# Bristol and SW Vs Wales - A peace conference on Neutral Soil



## King Biscuit Time (Apr 12, 2006)

After many nights of RSI and bloodshed, the war between Wales and the SW of England has reached its bloody conclusion.

Following Bristol and SW's achieving 10,000 of posts, the war is over.

I propose a peace conference pronto before any more lives are lost.

If you Northerners will play hosts, invitaions will be sent to delegates from both sides.


----------



## DaveCinzano (Apr 12, 2006)

the first thing to sort out is the executions.

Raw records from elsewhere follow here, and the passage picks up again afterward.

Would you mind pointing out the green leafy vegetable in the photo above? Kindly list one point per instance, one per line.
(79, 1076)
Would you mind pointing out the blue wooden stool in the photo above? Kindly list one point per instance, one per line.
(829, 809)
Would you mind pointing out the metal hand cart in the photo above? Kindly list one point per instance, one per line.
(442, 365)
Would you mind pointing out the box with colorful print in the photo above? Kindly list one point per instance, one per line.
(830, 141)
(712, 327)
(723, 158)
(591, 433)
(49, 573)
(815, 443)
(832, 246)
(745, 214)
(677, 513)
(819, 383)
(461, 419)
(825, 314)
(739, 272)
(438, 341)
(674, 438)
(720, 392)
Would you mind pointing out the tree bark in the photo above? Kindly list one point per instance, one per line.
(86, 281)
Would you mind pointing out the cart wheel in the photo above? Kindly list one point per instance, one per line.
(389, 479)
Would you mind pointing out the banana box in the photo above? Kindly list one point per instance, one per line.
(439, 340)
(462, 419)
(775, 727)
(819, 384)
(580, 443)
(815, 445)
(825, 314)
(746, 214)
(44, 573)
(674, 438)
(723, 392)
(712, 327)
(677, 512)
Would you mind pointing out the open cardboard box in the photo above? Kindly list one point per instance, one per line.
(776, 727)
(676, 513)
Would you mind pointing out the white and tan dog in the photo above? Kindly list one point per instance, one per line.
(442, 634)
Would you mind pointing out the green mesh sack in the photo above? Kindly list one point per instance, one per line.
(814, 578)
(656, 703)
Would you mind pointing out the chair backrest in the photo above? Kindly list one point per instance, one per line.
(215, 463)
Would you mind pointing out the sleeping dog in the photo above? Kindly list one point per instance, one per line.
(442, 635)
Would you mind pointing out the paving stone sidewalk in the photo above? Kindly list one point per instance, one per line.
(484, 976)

we plan fair trials, to be followed by lots of fair executions


----------



## Belushi (Apr 12, 2006)

I'm not surrendering to the Yokels!


----------



## ddraig (Apr 12, 2006)

heads for the hills!

i'll never surrender ya hear!


----------



## Belushi (Apr 12, 2006)

King Biscuit Time this morning


----------



## Col_Buendia (Apr 12, 2006)

bristle-krs said:
			
		

> the first thing to sort out is the executions.
> 
> we plan fair trials, to be followed by lots of fair executions



Neck shots or killed in the face?


----------



## djbombscare (Apr 12, 2006)

Let em run. . . they'll just die tired !!


----------



## Spion (Apr 12, 2006)

What the hell's this!? All you carrot crunchers, off our land - now! Or we'll send Mancs and Scousers to nick your stereo while you're out. And while they're doing that we'll keep you occupied by getting Yorkshire folk to bore you to death about the virtues of being tight-fisted and Geordies to bang on about exactly how marvellous their little city is.


----------



## Brockway (Apr 12, 2006)

I propose a 300 year campaign of guerilla warfare. Best check under your combine harvester each morning.


----------



## Fledgling (Apr 13, 2006)

North's better than them both combined, don't wanna be neutral, we'll take you both on and win.


----------



## JKKne (May 1, 2006)

Settled

Gods Country (The North) VS What he had left over when he'd done everything else (Wales And Bit of the South thats not London)


----------



## DaveCinzano (May 1, 2006)




----------



## Fledgling (May 2, 2006)

Belushi said:
			
		

> King Biscuit Time this morning



I have in my hand is a piece of......shit. 

Anyone see that, John Cleese!


----------